Monday, March 10, 2008

Under "me" in the dictionary, you'd find...

Most of the time I look at myself in the mirror, not recognizing the girl I've become. I'm young. A lot has changed in my short life in the last couple of years. I've let go of a lot in the last couple of years.

The problem is, that I'm not sure I ever knew who I was. I existed, and I was...but I wasn't in touch with that. There were points in time when I believed I was whole heartedly connected to me. Those points were linked together by periods of chaos and tumult. And for the most part, the things that made up who I was were all set in motion by myself and the thought that the person I was should take that action. After all, certain types of people take certain roads. Or so I thought.
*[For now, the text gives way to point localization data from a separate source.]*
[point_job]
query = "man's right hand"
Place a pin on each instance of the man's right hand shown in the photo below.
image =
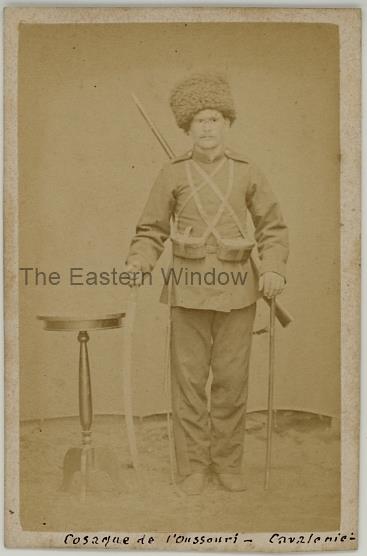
(135, 275)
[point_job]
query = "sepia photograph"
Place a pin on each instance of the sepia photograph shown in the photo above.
(182, 259)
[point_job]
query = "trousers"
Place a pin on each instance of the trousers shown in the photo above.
(221, 341)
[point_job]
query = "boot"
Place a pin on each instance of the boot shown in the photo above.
(194, 484)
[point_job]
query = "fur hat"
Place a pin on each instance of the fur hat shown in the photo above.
(200, 92)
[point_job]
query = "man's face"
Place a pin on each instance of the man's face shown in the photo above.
(208, 129)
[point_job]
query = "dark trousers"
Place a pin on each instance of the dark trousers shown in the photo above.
(200, 340)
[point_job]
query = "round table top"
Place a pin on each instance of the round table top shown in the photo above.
(81, 322)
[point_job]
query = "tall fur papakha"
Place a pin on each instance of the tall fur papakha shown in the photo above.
(200, 92)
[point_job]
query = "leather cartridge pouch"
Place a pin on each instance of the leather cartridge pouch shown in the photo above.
(188, 247)
(235, 250)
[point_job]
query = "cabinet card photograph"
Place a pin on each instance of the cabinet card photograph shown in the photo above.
(182, 260)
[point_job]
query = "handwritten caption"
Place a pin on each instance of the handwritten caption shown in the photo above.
(108, 541)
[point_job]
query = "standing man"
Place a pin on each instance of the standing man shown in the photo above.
(201, 201)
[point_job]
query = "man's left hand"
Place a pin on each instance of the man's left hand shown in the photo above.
(271, 284)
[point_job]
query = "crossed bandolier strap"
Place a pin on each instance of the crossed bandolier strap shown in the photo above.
(224, 198)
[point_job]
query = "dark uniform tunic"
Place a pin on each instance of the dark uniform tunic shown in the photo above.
(211, 322)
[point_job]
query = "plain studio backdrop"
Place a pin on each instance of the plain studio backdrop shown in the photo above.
(87, 161)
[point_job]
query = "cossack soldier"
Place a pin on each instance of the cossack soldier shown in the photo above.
(202, 201)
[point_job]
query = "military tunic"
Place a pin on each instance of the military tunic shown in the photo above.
(211, 325)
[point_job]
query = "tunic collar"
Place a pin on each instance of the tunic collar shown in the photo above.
(197, 156)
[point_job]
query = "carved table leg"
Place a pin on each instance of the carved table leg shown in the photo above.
(87, 458)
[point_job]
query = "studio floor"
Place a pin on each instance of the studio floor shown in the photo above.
(304, 493)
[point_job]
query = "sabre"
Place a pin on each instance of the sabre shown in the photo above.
(283, 316)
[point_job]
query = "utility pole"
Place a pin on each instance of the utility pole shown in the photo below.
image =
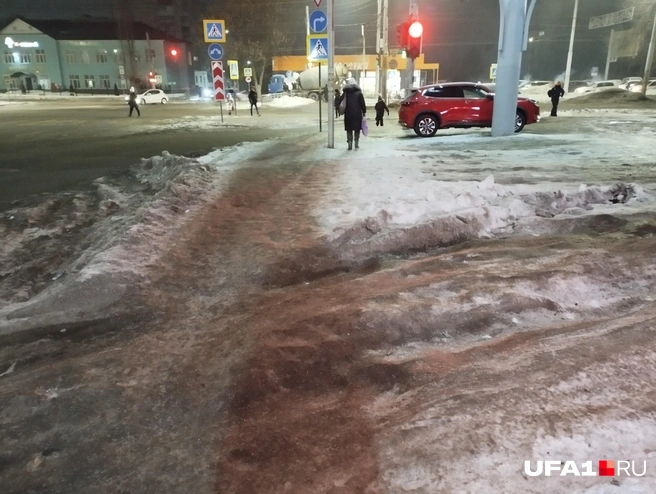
(383, 79)
(610, 53)
(330, 14)
(379, 45)
(414, 13)
(570, 52)
(650, 59)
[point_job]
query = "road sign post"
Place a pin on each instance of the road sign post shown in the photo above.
(214, 30)
(219, 87)
(215, 51)
(317, 48)
(318, 22)
(331, 72)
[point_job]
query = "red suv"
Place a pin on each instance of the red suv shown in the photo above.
(457, 104)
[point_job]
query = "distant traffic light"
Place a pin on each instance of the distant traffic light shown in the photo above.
(415, 30)
(402, 35)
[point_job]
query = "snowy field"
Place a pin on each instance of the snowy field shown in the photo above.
(511, 273)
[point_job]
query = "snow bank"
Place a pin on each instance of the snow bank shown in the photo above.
(288, 102)
(100, 242)
(399, 183)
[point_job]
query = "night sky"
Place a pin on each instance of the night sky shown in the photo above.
(460, 34)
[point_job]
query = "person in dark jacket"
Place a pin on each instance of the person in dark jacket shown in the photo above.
(381, 108)
(355, 111)
(555, 93)
(252, 99)
(132, 101)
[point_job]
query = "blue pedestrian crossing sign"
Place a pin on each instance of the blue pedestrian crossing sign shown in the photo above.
(214, 30)
(215, 51)
(317, 48)
(318, 22)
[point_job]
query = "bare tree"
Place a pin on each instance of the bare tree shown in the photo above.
(258, 30)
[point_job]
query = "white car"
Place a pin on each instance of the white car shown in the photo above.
(629, 81)
(637, 88)
(152, 96)
(598, 86)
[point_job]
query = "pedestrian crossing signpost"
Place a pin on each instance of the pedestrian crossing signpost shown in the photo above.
(317, 48)
(214, 31)
(234, 70)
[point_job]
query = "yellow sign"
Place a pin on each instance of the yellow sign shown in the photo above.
(233, 66)
(214, 30)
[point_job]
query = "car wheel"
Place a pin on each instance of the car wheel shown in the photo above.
(520, 121)
(426, 125)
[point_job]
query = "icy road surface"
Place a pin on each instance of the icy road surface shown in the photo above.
(417, 316)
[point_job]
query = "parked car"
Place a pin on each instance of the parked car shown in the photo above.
(637, 88)
(532, 84)
(152, 96)
(629, 81)
(599, 86)
(573, 85)
(457, 104)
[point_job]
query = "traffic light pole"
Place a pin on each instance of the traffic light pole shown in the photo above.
(414, 13)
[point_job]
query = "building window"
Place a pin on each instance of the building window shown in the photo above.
(44, 81)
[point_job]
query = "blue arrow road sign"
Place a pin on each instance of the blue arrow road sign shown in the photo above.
(318, 21)
(215, 51)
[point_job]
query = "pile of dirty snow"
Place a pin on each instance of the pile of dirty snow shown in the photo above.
(103, 239)
(289, 102)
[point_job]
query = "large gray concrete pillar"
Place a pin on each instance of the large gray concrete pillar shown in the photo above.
(512, 34)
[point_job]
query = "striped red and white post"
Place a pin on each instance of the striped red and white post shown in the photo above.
(217, 76)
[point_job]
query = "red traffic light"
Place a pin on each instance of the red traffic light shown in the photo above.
(416, 30)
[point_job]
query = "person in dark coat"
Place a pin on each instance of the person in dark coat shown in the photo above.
(252, 99)
(355, 111)
(132, 102)
(336, 103)
(381, 108)
(555, 93)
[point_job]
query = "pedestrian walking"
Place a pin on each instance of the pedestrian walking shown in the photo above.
(354, 111)
(336, 103)
(555, 93)
(132, 102)
(381, 108)
(252, 98)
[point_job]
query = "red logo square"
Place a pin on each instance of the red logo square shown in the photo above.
(606, 468)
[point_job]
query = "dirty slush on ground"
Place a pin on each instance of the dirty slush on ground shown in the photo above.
(257, 358)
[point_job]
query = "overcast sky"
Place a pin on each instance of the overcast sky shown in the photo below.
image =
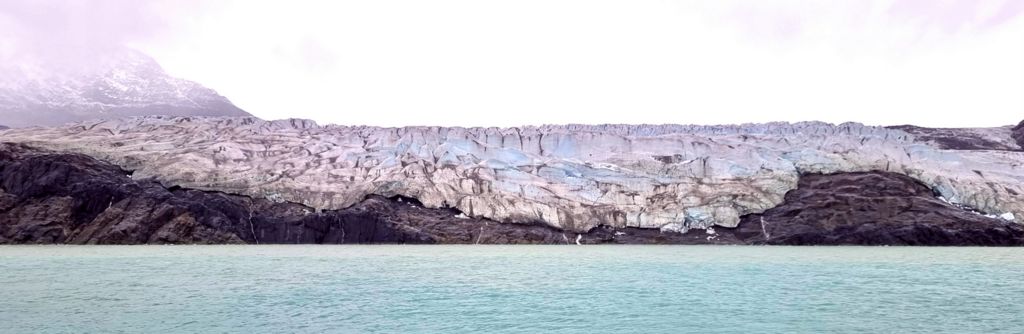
(933, 63)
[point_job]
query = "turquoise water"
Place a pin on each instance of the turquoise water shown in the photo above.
(514, 289)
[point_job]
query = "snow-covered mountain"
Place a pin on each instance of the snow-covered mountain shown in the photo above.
(101, 85)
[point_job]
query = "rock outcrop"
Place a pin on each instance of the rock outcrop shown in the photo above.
(1000, 138)
(105, 85)
(68, 198)
(1018, 134)
(872, 208)
(572, 177)
(48, 198)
I'm most likely being a little confusing. Let me explain.

In high school I was torn apart by two juxtaposing sides. I was a cheerleader on one hand. I'd tried out all through middle school and never made the squad. I persevered though, and when I auditioned for the high school varsity's squad at the end of eighth grade, I made it. Suddenly all the girls that either hadn't noticed me, or that had noticed me but didn't like me anyway, became my friends. I was popular. Later on in high school I had friends admit to me that they thought I'd actually moved to town in ninth grade. They didn't realize I'd lived in that town for three previous years. Apparently I meant nothing until I was a for a while, that was who I was. But not really. I was still generally the odd one out when it came to the social arena. I was a hanger-on...only included by association.

When I decided to show a bit more of another person I thought I was, I quit the cheerleading squad. After all, a punker can't be a cheerleader. It doesn't fit, right? I told everyone I was quitting cheerleading after two years because I'd earned my letterman jacket already. The truth was that I was trying to make myself fit into a specific mold. High school continued on. I varnished my perfect cheerleader persona. I suppose I was still popular, in a way. I was still on the outer rim of the it-clique. I think I was held there mostly by sick curiosity. All the kiddies wanted to see what strange thing I'd wear or crazy thing would come out of my mouth next. Some of my teachers hated who I was...and some loved me for it. I loved me for it. But behind the curtains and black eyeliner was a very chaotic family life. My childhood had not been picturesque, and my teen years weren't shaping up as Rockwellian either. Most people didn't see that though. They saw the self portrait I'd painted for the rest of the world. They didn't get to see me go home and cry every night. They didn't know that my best friend and I had some sort of strange anorexic pact going. They don't know the true story of what happened when I was raped at 16. They saw black clothing, a need to be different and a girl who either intrigued or repulsed them.

During that time, I thought of myself as an artist. I'd continue to do that for the longest time. I was president of the art club in high school, and had two art classes per day my senior year. It shouldn't be surprising that I chose to go to art school...that was who I was. Right? In art school I eventually met my husband...and my life started to change again. I was in a very dark period when my husband met me. He pulled me straight out. He wasn't a boy I'd thought to be my "type," and for the first time, I let myself go against what type I thought I was.

So here I am, only a few years down the road from all of that. High school wasn't that long ago. That person I was then isn't that far away. And somewhere along the road, I've managed to dump every single scrap of self I accumulated along the way. I'm a stay at home mom now. I'm a Democratic delegate. I'm the assistant organizer of a play group. I'm active in a church. I no longer paint. I no longer wear the coats of black eyeliner that I thought were such a badge of courage. But those things and so many others were a part of me for so long, that now that they're not I'm having a hard time defining me. Maybe it's part of growing up. Who knows. I still wonder what I'll be when I grow up.

I just wonder why I have such an urge to define myself as anything. Why do I feel like living without boundaries or definitions is so hard? For some reason, I just don't feel secure without lines to color in. I don't know why. Do you? Or are you one of those people who baulk definitions?


Kelly said...

oh my gosh..I could have written that post..I have so much to say..I should email instead of leaving a long ass comment in this here box. But..I forgot it!...duh..

Missy said...

Lovely post, so honest and I appreciate that.

I suppose I do not define myself...I have never really had 1 solid group of friends...just scattered about friends who know me but not so much each other.

As I age I do notice how sometimes I come to realize that people who I thought were great either grew apart from me, or changed, or else maybe I never realized something about them that is really ugly to me. I sometimes wonder if I have poor judgment or if I just make assumptions before I get to know people.

I still have a very scattered group of wonderful friends and I know that we influence each others lives in positive ways (more so than negative!).

Duchess said...

What a wonderful post! I completely relate, and think that it's times like this that we are the most vulnerable and, therefore, the most open to potential change. Good for you for recognizing it instead of ignoring it out of fear. I know it's an uncomfortable feeling, but I think it's intensely healthy. Brava!